Figueroa immediately informed Oduko’s brother in Ghana, Shiva, of his arrest, and the siblings initially kept it from their mother, Rita, to avoid upsetting her. Oduko and Figueroa soon hired an immigration attorney, Alexander Mena, who is working on both his detention and deportation cases.
“This is not normal, what is happening,” Mena says. “It all has basically been a steady ratcheting up since January.”
Mena says it appears Oduko was not the person federal authorities were looking for the day of his arrest. (Neither the Department of Homeland Security or Immigration and Customs Enforcement responded to requests for comment.)
Under a previous administration, Mena says, Oduko likely would not have been detained because he has no criminal record.
“They would have basically started the deportation proceedings, but he wouldn’t be in the detention facility while that happens,” Mena says. Oduko would probably have been put under supervision of both ICE and a separate company, both of which would have required he check in with them.
But under Trump, the process has changed markedly.
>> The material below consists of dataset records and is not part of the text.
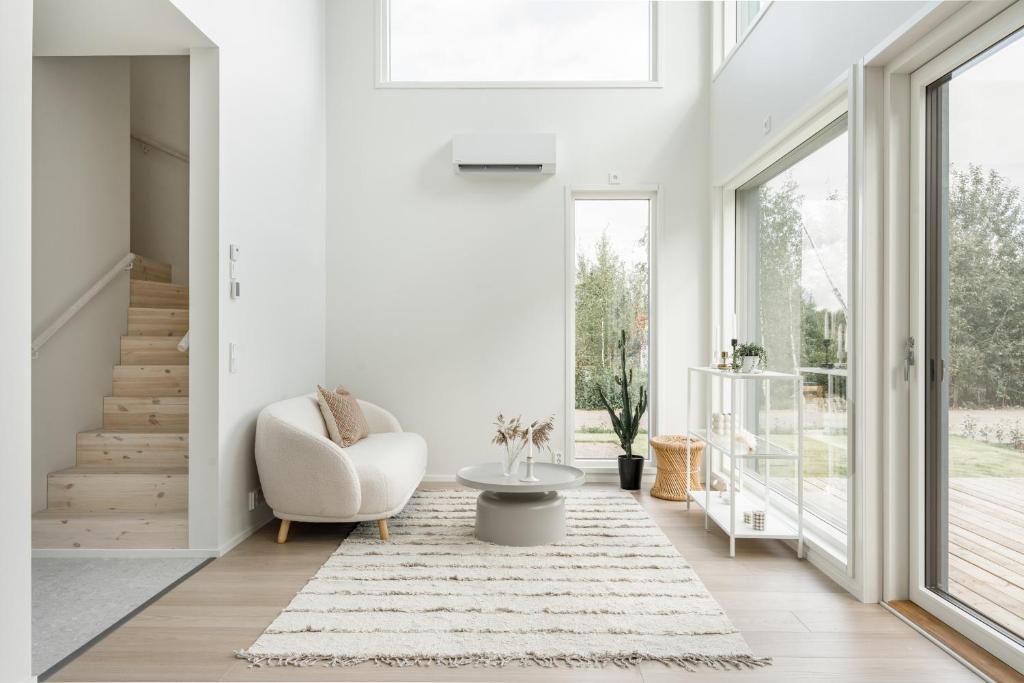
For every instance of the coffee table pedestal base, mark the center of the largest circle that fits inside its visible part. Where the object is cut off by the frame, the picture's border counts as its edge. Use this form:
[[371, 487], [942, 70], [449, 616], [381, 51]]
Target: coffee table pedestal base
[[520, 519]]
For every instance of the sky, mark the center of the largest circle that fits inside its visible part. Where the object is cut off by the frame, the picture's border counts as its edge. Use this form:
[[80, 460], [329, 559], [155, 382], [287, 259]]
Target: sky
[[625, 221], [818, 176], [519, 40], [986, 110]]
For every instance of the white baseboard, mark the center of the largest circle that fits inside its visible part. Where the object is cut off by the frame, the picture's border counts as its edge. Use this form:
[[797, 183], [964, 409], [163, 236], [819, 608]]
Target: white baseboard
[[227, 546], [593, 476], [439, 478], [199, 553]]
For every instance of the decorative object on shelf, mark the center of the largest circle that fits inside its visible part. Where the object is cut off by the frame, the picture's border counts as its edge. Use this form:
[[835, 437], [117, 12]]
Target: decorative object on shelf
[[539, 435], [745, 440], [750, 357], [678, 460], [511, 435], [759, 520], [627, 423], [721, 423]]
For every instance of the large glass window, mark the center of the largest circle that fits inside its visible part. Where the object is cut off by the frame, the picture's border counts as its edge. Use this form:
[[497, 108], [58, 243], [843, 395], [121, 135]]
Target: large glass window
[[512, 41], [974, 449], [794, 298], [612, 282]]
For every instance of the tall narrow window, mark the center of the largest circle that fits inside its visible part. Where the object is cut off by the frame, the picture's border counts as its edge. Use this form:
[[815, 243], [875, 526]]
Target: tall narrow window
[[974, 441], [511, 41], [794, 298], [612, 281]]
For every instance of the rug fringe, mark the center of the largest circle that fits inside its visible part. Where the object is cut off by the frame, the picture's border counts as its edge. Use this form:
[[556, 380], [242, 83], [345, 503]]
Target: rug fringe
[[689, 663]]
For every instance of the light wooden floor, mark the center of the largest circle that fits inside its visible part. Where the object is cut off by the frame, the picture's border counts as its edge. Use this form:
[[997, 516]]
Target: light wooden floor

The White House has insisted their policies are about proper law enforcement and securing the country against migrants who shouldn’t be here.
“The goal posts are shifting from mass deportation to mass detention and deportation,” he says.
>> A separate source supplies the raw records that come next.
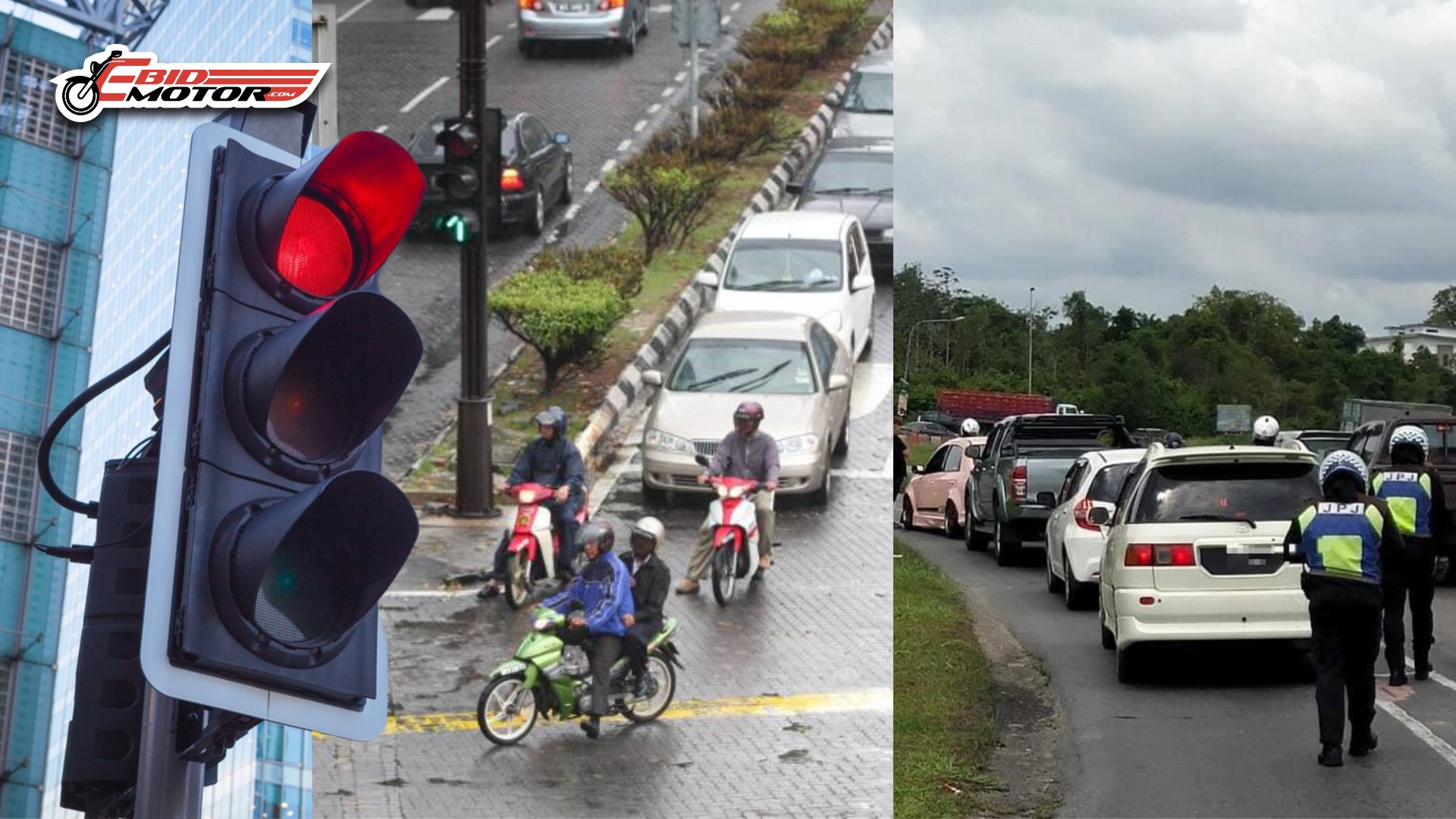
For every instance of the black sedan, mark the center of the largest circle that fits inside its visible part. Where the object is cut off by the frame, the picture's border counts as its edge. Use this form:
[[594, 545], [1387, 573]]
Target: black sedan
[[535, 171]]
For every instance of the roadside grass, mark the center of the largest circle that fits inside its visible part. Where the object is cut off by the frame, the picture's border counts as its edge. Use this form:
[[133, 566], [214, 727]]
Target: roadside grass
[[946, 713], [584, 385]]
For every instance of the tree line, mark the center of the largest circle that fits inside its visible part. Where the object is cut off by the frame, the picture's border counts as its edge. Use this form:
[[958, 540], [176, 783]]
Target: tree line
[[1228, 347]]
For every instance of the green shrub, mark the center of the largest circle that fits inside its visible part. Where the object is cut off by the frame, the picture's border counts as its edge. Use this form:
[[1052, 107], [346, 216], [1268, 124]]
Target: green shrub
[[617, 264], [564, 319], [667, 193]]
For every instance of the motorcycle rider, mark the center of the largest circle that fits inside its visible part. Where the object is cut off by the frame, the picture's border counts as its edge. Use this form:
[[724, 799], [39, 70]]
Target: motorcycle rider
[[1346, 539], [1266, 428], [743, 453], [596, 604], [1417, 500], [650, 580], [552, 461]]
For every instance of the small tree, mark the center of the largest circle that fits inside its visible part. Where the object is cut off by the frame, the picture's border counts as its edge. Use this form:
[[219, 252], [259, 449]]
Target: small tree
[[561, 318]]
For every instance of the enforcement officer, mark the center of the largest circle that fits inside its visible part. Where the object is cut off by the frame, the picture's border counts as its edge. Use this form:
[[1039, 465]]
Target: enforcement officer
[[1345, 539], [1417, 502]]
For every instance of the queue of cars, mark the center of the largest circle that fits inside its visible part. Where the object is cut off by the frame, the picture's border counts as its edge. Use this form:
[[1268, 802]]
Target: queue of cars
[[1168, 544], [789, 316]]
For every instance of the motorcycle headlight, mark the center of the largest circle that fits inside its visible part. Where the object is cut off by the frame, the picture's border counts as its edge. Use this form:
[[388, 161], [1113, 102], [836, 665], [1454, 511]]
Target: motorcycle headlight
[[800, 445], [666, 442]]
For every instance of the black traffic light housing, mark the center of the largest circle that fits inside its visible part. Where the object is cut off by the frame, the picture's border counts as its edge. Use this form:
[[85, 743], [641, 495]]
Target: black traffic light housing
[[287, 532]]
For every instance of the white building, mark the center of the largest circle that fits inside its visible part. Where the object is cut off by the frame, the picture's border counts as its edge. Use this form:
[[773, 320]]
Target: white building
[[1440, 341]]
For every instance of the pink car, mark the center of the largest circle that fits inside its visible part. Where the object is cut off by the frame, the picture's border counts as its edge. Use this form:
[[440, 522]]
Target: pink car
[[935, 493]]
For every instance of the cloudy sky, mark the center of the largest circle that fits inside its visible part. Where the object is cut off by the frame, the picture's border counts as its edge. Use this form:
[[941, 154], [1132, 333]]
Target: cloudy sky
[[1145, 150]]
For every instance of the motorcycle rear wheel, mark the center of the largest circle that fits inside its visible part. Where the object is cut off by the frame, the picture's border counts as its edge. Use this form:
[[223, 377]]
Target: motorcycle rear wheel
[[666, 676], [503, 698], [726, 575], [519, 580]]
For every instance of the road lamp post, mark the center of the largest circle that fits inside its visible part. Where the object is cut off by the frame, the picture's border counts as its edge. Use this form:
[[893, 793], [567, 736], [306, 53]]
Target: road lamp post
[[910, 343]]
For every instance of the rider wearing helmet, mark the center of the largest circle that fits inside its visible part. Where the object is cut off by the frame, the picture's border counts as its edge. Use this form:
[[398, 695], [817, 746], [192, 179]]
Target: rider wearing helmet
[[650, 580], [1417, 500], [552, 461], [1345, 538], [743, 453], [1264, 430], [596, 604]]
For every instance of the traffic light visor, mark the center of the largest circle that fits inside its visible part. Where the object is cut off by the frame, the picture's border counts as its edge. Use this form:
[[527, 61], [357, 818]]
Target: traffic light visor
[[328, 226]]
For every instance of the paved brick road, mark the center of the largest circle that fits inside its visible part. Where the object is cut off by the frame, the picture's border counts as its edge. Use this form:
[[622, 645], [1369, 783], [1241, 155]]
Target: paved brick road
[[819, 626]]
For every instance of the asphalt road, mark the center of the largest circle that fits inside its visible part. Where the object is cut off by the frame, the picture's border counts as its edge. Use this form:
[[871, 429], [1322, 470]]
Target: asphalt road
[[811, 643], [397, 69], [1226, 729]]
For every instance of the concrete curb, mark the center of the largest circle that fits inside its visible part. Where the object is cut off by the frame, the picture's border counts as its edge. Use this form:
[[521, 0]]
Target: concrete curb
[[683, 314]]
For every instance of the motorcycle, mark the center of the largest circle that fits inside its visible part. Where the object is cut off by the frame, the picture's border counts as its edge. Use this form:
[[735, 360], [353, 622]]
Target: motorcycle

When a person who has an ongoing immigration proceeding gets married, there is a heightened standard to prove their marriage is bona fide and that they didn’t just get married for immigration paperwork, Mena says.
Among the things he hopes will work in Oduko’s favor are the number of years he has been in the U.S., no criminal record, his having interned with the religious sisters on Long Island, the sisters’ letters of support and now, his marriage to a U.S. citizen.
Still, there are no guarantees.
“This is just deeply reflective of an unjust system, in my view,” Mena says, “and forcing people to make these kinds of decisions.”